HADRIANUS JUNIUS

(1511-1575)

One of the highlights of Northern Humanism


JUNIUS, Hadrianus, Batavia. In qua praeter gentis & insulae antiquitatem, originem, decora, mores, aliaque ad eam historiam pertinentia, declaratur quae fuerit vetus Batavia ... (etc.). Leiden, Officina Plantiniana: Franciscus van Raphelengen, 1588. With device on title and some woodcut illustrations.Vellum, 4to. (XX),411, 1 blank pp. - Nice copy.

Euro 1.150


* TB 2727. BM STC Dutch p. 110. Adams J 442. Leiden Imprints p. 56. Haitsma Mulier 263a.

First edition, posthumously published, of the author's main work. It deals essentially with medieval Dutch history and -topography, but it contains an interesting chapter (XVI) "De Hollandiae ingeniis, studiis, & moribus" as well, naming such humanists as Erasmus, Nannius, Crocus, Janus Secundus, Cornelius Valerius, Cornelius Musius, Canter, Adrian VI, a.o. The last three chapters (XXI-XXIII) deal with the Kelts and are interesting from an ethnological- and etymological point of view.

The description of Haarlem is found on pp. 250-260. It contains the first appearance in print of the famous story of the Invention of printing by Laurens Janszoon Coster, on which for centuries the Dutch claim to the priority of this invention was based. - Bigmore-Wyman I, 379, remarking that Junius' statements "have probably given rise to more controversy than any other statement to be found in literary history". The debate between supporters of Coster and those of Gutenberg has indeed raged for more than three centuries which makes the present work a real landmark in the history of printing.



JUNIUS, Hadrianus, Batavia ... (etc.). Dordrecht, (Jacobus Braat for) Vincent Caimax, 1652. With engr. author's portrait and some woodcut ills. Overlapping vellum, 12mo. 676, (8) pp. (incl. final blank). - A handsome copy, a few short passages neatly expurgated (see below).

Euro 460


* Haitsma Mulier-Van der Lem 263 a. Second edition (first 1588) of the author's main work. It deals chiefly with medieval Dutch history and -topography, but it contains also an interesting chapter (XVI) ‘ De Hollandiae ingeniis, studiis, & moribus’ , naming such humanists as Erasmus, Nannius, Crocus, Janus Secundus, Cornelius Valerius, Cornelius Musius, Canter, Adrian VI, a.o. Chapter XVII called ‘De Hollandiae primariis urbibus’ gives rather extensive accounts of the principal Dutch towns, including Amsterdam, Delft, Dordrecht, Gouda, Haarlem, Leyden, Rotterdam and The Hague. The last three chapters (XXI-XXIII) deal with the Kelts and are interesting from an ethnological- and etymological point of view.

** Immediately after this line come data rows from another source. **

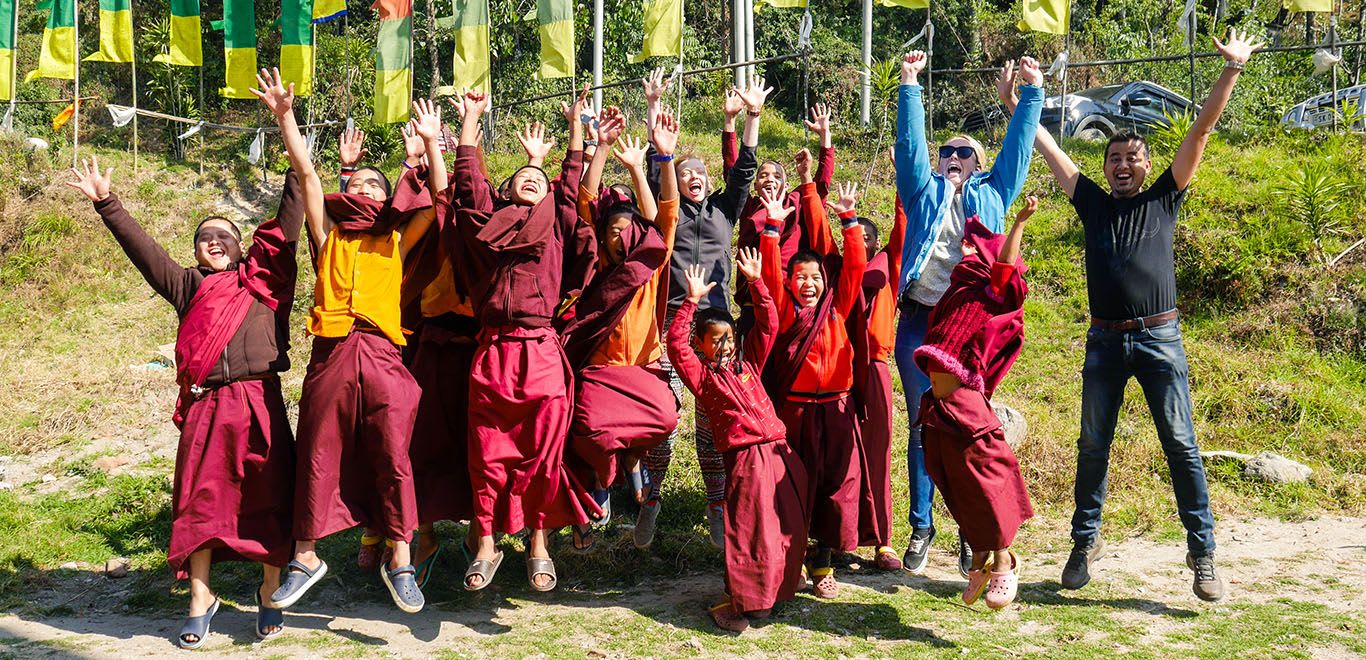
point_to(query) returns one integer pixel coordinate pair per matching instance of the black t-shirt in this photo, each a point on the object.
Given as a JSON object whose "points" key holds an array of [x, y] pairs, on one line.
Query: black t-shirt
{"points": [[1130, 269]]}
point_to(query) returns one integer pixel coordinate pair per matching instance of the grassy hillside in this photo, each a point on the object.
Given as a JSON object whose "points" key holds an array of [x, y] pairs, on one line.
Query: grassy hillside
{"points": [[1275, 340]]}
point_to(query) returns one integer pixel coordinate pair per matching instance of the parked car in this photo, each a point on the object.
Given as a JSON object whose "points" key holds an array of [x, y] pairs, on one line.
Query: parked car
{"points": [[1098, 112], [1318, 111]]}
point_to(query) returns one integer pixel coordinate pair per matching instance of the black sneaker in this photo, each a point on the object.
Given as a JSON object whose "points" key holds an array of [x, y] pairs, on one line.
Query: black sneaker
{"points": [[1206, 586], [1078, 570], [918, 552]]}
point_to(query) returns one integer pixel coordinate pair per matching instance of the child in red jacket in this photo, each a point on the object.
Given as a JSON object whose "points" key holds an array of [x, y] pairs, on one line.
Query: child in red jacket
{"points": [[765, 491]]}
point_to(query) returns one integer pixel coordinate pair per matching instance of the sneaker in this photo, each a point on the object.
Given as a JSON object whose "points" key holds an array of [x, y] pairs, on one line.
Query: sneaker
{"points": [[644, 533], [918, 551], [1078, 570], [1206, 586], [965, 555], [716, 519]]}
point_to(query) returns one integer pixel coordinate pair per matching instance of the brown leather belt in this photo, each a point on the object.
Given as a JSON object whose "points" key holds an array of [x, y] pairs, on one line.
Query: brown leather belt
{"points": [[1148, 321]]}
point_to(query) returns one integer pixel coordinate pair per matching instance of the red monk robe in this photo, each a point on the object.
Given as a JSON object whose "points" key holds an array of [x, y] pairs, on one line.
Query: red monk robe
{"points": [[521, 261], [880, 282], [359, 402], [767, 495], [976, 332], [623, 402], [814, 373], [234, 469]]}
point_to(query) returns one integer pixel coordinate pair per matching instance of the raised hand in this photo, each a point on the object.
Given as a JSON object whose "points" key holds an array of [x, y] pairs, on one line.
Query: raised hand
{"points": [[351, 148], [749, 264], [773, 204], [534, 142], [665, 133], [697, 284], [846, 198], [911, 66], [756, 94], [1239, 47], [656, 85], [273, 93], [90, 182]]}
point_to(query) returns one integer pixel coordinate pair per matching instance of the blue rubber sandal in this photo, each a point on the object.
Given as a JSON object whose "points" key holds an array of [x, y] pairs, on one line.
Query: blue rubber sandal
{"points": [[298, 580], [197, 626], [403, 588], [268, 618]]}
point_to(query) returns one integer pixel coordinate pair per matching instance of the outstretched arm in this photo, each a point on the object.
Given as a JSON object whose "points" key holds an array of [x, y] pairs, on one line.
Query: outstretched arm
{"points": [[279, 99], [1236, 53]]}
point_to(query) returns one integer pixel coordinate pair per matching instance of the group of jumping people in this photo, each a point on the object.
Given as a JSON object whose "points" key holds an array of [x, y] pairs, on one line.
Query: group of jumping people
{"points": [[508, 353]]}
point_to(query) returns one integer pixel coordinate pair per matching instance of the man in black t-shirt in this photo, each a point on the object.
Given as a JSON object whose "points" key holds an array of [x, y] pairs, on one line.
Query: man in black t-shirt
{"points": [[1131, 289]]}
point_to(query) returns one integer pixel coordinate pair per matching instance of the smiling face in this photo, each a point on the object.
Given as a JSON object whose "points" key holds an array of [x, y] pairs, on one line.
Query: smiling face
{"points": [[693, 181], [216, 246], [956, 168], [529, 186], [771, 179], [368, 182], [807, 283], [1126, 166]]}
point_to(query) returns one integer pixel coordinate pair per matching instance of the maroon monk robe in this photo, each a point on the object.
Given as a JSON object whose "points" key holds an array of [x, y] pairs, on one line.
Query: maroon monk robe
{"points": [[521, 396], [976, 332], [767, 498], [235, 459], [358, 405]]}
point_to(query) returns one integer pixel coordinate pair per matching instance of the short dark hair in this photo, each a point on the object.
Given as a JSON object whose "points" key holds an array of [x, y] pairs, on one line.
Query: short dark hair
{"points": [[711, 317], [803, 256], [1126, 137]]}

JUNIUS, Hadrianus, Animadversorum libri sex... nunc primùm & nati, & in lucem aediti. Eiusdem De coma commentarium... Basel, Michael Isengrin, 1556. With device on title. Mod. h.calf, sm.8vo. (LVI),432 pp.

Euro 1.500


* BM STC German p. 465. Adams J 441. VD 16, J1094. Darling 2643. - First edition of the learned commentaries on a great many subjects pertaining to the literature of the Classics. The 'De Coma' - on the somewhat unusual subject of the human hair - dedicated to the Amsterdam physician Martinus Aedituus, occupies pp. 294-432.

Hadrianus Junius (Adriaen de Jonghe: Hoorn 1511 ­- Middelburg 1575), physician of the town and rector of the Latin School of Haarlem, since 1573 physician of the town of Middelburg, was one of the best-known Dutch Humanists. Lipsius called him the most learned Dutchman after Erasmus. The present work - not mentioned by H. Brugmans in NBW VII,692-94 - displays the author's wide learning.